No Elf or Man has ever seen a beardless Dwarf (excepting circumstances in which they have been shaven in mockery). JRR says that “the Naugrim have beards from the beginning of their lives, males and females alike”.
Most of us are aware that Dwarven women are few, and seldom seen. Here, JRR goes on to say that the two sexes are so similar that their features, gait and voices are so alike, they cannot be discerned by members of other races. The womenfolk, however, do not go to war, and only in the direst need even come out of their underground halls.
It is widely known that few Dwarves wed, but in this section JRR says generally it is only their kings and chieftains which marry, and so their race multiply only slowly. This seems far fewer than I had ever imagined, but it does explain why in the Hobbit all of the Dwarves are closely related to each other.
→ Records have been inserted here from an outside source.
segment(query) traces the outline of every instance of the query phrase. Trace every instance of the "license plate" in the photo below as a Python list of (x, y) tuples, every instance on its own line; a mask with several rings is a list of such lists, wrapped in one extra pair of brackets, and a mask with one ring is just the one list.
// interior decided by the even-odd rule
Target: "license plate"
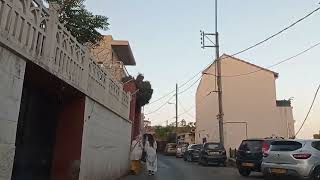
[(254, 167), (253, 163), (242, 163), (242, 166), (244, 167)]
[(287, 173), (287, 170), (286, 169), (275, 168), (275, 169), (271, 169), (271, 173), (274, 173), (274, 174), (285, 174), (285, 173)]
[(209, 155), (218, 155), (220, 154), (219, 152), (209, 152)]

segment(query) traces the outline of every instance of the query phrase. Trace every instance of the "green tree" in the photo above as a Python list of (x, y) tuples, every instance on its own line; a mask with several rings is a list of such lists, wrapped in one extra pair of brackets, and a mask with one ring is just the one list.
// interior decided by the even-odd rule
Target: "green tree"
[(138, 74), (135, 83), (139, 90), (137, 92), (137, 106), (142, 107), (149, 103), (153, 94), (153, 89), (149, 81), (144, 81), (144, 76), (142, 74)]
[(320, 132), (319, 132), (319, 134), (314, 134), (313, 139), (320, 139)]
[(97, 45), (103, 37), (97, 29), (109, 29), (108, 18), (88, 11), (83, 4), (85, 0), (46, 1), (59, 4), (59, 21), (81, 44)]

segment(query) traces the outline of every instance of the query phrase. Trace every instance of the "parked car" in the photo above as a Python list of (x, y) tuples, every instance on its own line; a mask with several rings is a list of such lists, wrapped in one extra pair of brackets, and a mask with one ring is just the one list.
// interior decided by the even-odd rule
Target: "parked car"
[(183, 154), (183, 160), (188, 162), (198, 161), (202, 144), (191, 144)]
[(189, 146), (189, 143), (179, 143), (177, 145), (176, 158), (182, 158), (188, 146)]
[(249, 176), (252, 171), (261, 172), (262, 154), (269, 150), (270, 143), (277, 139), (243, 140), (236, 155), (240, 175)]
[(175, 155), (177, 151), (177, 144), (176, 143), (168, 143), (164, 150), (165, 155)]
[(221, 143), (204, 143), (199, 154), (199, 164), (208, 165), (209, 163), (221, 164), (226, 166), (227, 154)]
[(264, 153), (262, 172), (266, 179), (274, 175), (320, 179), (320, 140), (282, 140), (271, 143)]

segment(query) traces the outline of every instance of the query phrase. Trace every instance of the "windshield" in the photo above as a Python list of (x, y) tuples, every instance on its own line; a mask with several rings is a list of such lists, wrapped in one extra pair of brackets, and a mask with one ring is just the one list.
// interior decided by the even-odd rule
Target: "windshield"
[(207, 148), (207, 149), (221, 149), (222, 146), (221, 146), (221, 144), (214, 143), (214, 144), (206, 144), (205, 148)]
[(201, 149), (201, 144), (192, 145), (190, 149)]
[(301, 147), (302, 144), (296, 141), (275, 141), (271, 143), (270, 151), (295, 151)]
[(263, 141), (260, 140), (246, 140), (242, 141), (239, 150), (242, 151), (261, 151)]
[(0, 0), (0, 180), (320, 171), (319, 3)]

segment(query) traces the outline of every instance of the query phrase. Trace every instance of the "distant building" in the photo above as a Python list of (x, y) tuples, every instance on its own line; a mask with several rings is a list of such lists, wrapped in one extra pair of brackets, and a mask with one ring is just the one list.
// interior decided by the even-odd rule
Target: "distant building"
[[(278, 73), (228, 55), (221, 57), (226, 148), (246, 138), (294, 136), (290, 101), (276, 100)], [(219, 142), (215, 63), (203, 71), (196, 92), (196, 143)]]
[(91, 49), (91, 54), (95, 61), (108, 69), (118, 81), (129, 76), (126, 66), (136, 65), (129, 42), (114, 40), (111, 35), (104, 35), (99, 46)]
Dwarves seldom teach their language to non-Dwarves, preferring to speak the tongue of those around them. JRR mentions here, however, that because the Dwarves encountered Men long before the Elves did, the language of the Easterlings bares many similarities to Dwarven speech.
The Noldor believe that when Dwarves die they return to the earth and stone from which they were made. The Dwarves, however, have a different belief. They believe that Aule cares for them, and gathers them in Mandos in Halls set apart for them. Here they wait, not in idleness, but in the practice of their crafts and learning Lore. They believe that the Seven Fathers were told by Aule that the race will be hallowed by Iluvater, and that they will join with the Children in the End. Their part will then to be serving Aule in the remaking of Arda after the Last Battle.
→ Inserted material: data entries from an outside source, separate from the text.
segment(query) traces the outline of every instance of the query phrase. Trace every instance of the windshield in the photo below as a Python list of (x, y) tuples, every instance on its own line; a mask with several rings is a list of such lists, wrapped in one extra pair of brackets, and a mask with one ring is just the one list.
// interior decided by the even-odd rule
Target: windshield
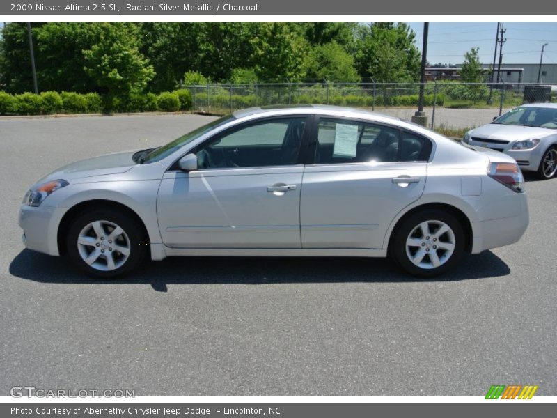
[(517, 107), (492, 123), (557, 129), (557, 107)]
[(213, 121), (207, 125), (203, 125), (203, 126), (198, 127), (196, 130), (193, 130), (191, 132), (188, 132), (185, 135), (182, 135), (180, 138), (175, 139), (172, 142), (169, 142), (166, 145), (150, 150), (149, 152), (141, 158), (141, 162), (145, 163), (160, 161), (163, 158), (166, 158), (175, 151), (178, 150), (180, 148), (184, 146), (187, 144), (189, 144), (194, 139), (197, 139), (201, 135), (206, 134), (212, 129), (214, 129), (217, 126), (220, 126), (221, 125), (223, 125), (224, 123), (226, 123), (229, 121), (231, 121), (234, 118), (235, 118), (233, 115), (223, 116), (217, 119), (216, 121)]

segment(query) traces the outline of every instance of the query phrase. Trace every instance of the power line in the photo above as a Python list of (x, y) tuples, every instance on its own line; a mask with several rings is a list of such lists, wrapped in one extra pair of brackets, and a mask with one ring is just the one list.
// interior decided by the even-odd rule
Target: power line
[(481, 42), (484, 40), (493, 40), (492, 39), (466, 39), (465, 40), (441, 40), (439, 42), (430, 42), (430, 43), (462, 43), (463, 42)]

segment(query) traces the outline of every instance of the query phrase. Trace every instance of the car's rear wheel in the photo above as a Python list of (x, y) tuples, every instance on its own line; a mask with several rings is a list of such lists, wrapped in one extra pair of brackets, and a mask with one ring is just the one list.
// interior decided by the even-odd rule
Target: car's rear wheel
[(444, 273), (464, 254), (464, 233), (458, 219), (436, 209), (411, 215), (397, 227), (391, 253), (414, 276), (430, 277)]
[(557, 173), (557, 147), (551, 146), (545, 151), (540, 167), (538, 169), (538, 176), (542, 180), (551, 178)]
[(79, 270), (95, 277), (130, 273), (148, 250), (141, 225), (113, 209), (97, 209), (77, 217), (67, 237), (68, 255)]

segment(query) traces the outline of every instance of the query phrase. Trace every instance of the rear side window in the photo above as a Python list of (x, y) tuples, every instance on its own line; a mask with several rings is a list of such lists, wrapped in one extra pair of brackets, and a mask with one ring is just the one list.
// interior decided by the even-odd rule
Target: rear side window
[(365, 122), (320, 118), (315, 164), (425, 161), (431, 142), (414, 134)]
The Dwarves believe that unlike other Dwarves, the Seven Fathers of the race reincarnate in a similar fashion to the Quendi and return to their people.
The Seven Fathers
From the Silmarillion we know that Aule created the Seven Fathers of Dwarves. JRR seemed to be undecided on mates for the Seven, however, and rewrote texts concerning them several times. Among his notes are the following ideas:-
a) It was Iluvater who created a mate for each of the Seven Fathers, but because he could not amend the work of Aule, and because Aule had only created things of male form, the women of the Dwarves resembled the men.
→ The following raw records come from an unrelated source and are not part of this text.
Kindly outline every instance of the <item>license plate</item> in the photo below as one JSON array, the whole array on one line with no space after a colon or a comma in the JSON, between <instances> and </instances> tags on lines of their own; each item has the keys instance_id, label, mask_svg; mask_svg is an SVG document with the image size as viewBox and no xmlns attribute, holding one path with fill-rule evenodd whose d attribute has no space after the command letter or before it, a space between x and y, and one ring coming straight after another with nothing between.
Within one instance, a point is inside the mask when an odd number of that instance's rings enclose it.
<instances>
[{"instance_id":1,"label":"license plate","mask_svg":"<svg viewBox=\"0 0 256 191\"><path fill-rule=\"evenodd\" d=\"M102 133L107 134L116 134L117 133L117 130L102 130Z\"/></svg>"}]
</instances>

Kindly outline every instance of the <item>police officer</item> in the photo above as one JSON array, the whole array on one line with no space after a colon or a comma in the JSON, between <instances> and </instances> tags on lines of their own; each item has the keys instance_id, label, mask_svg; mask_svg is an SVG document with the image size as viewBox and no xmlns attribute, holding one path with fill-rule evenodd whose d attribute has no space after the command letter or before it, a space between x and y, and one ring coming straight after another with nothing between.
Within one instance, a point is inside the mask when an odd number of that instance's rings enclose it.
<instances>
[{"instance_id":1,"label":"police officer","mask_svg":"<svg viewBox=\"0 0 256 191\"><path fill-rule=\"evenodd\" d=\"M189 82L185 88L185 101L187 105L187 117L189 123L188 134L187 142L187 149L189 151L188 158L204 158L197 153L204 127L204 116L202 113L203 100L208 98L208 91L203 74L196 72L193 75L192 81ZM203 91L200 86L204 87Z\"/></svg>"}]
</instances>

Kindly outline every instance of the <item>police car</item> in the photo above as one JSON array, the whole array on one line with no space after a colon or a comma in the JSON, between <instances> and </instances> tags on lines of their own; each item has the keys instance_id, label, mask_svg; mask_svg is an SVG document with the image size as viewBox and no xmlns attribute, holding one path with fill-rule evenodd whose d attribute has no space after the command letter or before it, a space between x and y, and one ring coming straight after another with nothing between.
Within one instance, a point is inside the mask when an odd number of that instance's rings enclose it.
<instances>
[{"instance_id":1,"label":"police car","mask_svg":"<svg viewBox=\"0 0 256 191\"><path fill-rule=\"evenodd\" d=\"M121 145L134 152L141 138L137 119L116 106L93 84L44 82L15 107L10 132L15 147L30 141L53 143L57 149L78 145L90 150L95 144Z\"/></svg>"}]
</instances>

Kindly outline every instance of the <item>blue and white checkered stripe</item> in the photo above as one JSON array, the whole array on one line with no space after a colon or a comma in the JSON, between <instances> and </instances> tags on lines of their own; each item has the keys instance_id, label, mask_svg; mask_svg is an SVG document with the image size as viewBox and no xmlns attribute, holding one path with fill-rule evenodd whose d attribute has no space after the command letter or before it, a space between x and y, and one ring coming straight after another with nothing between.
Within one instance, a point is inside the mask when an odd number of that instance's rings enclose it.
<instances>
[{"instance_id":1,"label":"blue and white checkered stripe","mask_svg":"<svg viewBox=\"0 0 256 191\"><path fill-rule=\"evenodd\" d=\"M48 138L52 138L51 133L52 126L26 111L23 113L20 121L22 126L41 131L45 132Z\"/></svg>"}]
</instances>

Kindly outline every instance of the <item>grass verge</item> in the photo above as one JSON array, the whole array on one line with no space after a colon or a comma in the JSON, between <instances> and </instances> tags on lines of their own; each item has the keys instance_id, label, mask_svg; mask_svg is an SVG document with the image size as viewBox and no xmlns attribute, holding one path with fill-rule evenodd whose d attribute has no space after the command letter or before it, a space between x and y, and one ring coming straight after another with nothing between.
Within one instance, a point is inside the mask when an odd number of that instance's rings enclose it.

b) Aule made one Father, and then six more. He then began making mates for them, but after making six mates he wearied. He thus buried six pairs, but the oldest, Durin, was laid alone. This second idea, of Durin not having a mate, was written several times and seems to have been JRR’s favoured option.
If any of you wish to discuss any of the above, add further Dwarven trivia, or generally ask questions about Dwarves, please feel free to do so.